And so it went. Everyday at 3:00 Bucco showed up, and everyday at 3:00 I fed him. Then one day I reached out and touched his nose and he just stood there. He didn’t run away or anything. So I began petting him every time he showed up. Before I knew it Bucco was following me around the neighborhood like a dog. I was the talk of the neighborhood. Stacy and her pet donkey. I loved that damned donkey. One weekend I was feeding him and my mom called my name from inside the house. Not even thinking about it I ran up the porch steps into the house.
“What?” I said to my mom.
“I need you to…DONKEY!” She screamed and pointed behind me. Bucco had come into the house along with me. He was so cool. I was able to push him back out the door before we were both grounded for a month with no cat food.
“I’ve let you keep birds, tadpoles, and cats that “followed” you home, even the mud hen you and your cousin found at Baldwin Lake. But no donkeys in my house. Understood?”
“Sorry mom,” I told her and smiled, because I was now a Donkey whisperer.
Bucco and I went on like this for a couple of months when one day I had to take a shower for some reason I can’t remember. Probably something my mom made me do. I knew it was close to 3:00 but I was sure I would make it out in time. I didn’t. I remember running out of the house in my bathrobe with hair soaking wet and watching Bucco walk off down the street towards Greenway Dr. He made a left on Greenway and vanished. I called after him but he never turned around. I sat on the front porch the next day at 2:45 and for three days after. I never saw Bucco again. My heart broke that day. Not only did I lose my donkey but I was also stuck with a giant bag of dog food and I didn’t even own a dog. I had been gearing up my nerves to try to ride him in a week or so. I had so many plans for us. Vacations, family outings, I had even started making our family tree with Bucco as my brother. I still think about him and when I do it makes my heart smile. That was a great time in my life. I never thought I could feel so close to a donkey. Oh well, I still had the stupid cats.
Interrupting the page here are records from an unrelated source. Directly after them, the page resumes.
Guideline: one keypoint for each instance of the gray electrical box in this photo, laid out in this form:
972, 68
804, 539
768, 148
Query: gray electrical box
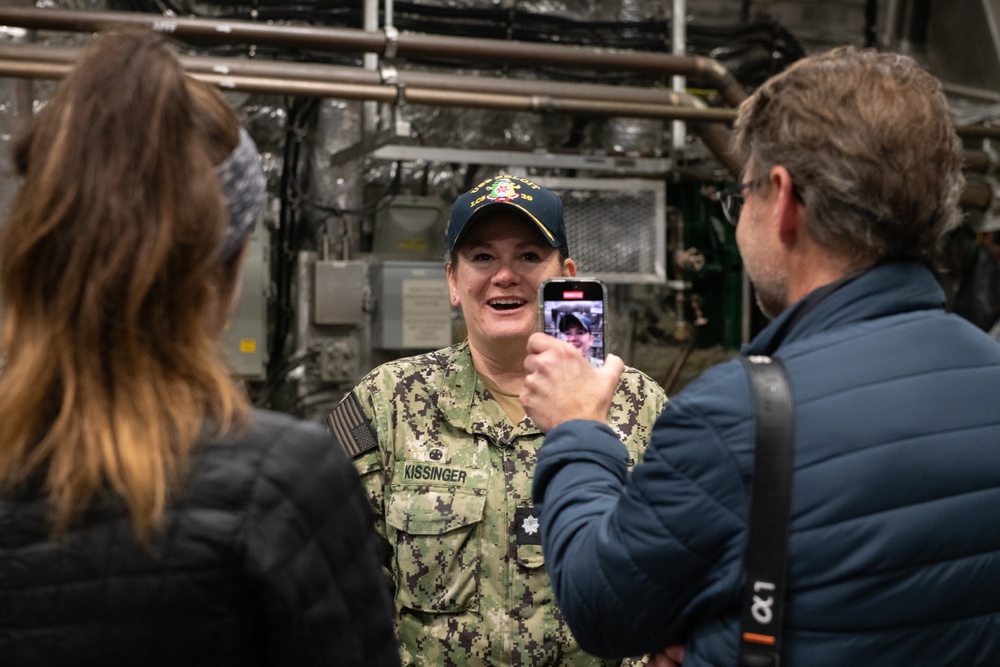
340, 292
413, 309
A number of years later all of the wild burros were rounded up and moved from Big Bear to Lord knows where. They had to relocate the Burros because they had moved into residential areas, damaging landscaping and disturbing sleep with loud braying. Or crazy funky sex acts. It depends on how you look at it. There was a round up in 1997 and another one was announced in 2009. I didn’t mind the burros. We lived in the mountains and they were part of us and we were a part of them. But they started getting injured and in some cases killed by motorists so if relocation is what’s best for them then so be it. I just hope the Old miners Day parade can come up with something equally entertaining. I’ve been petitioning the city to add a segment to the Miss Clementine contest where the girls juggle raccoons. They haven’t returned my calls yet.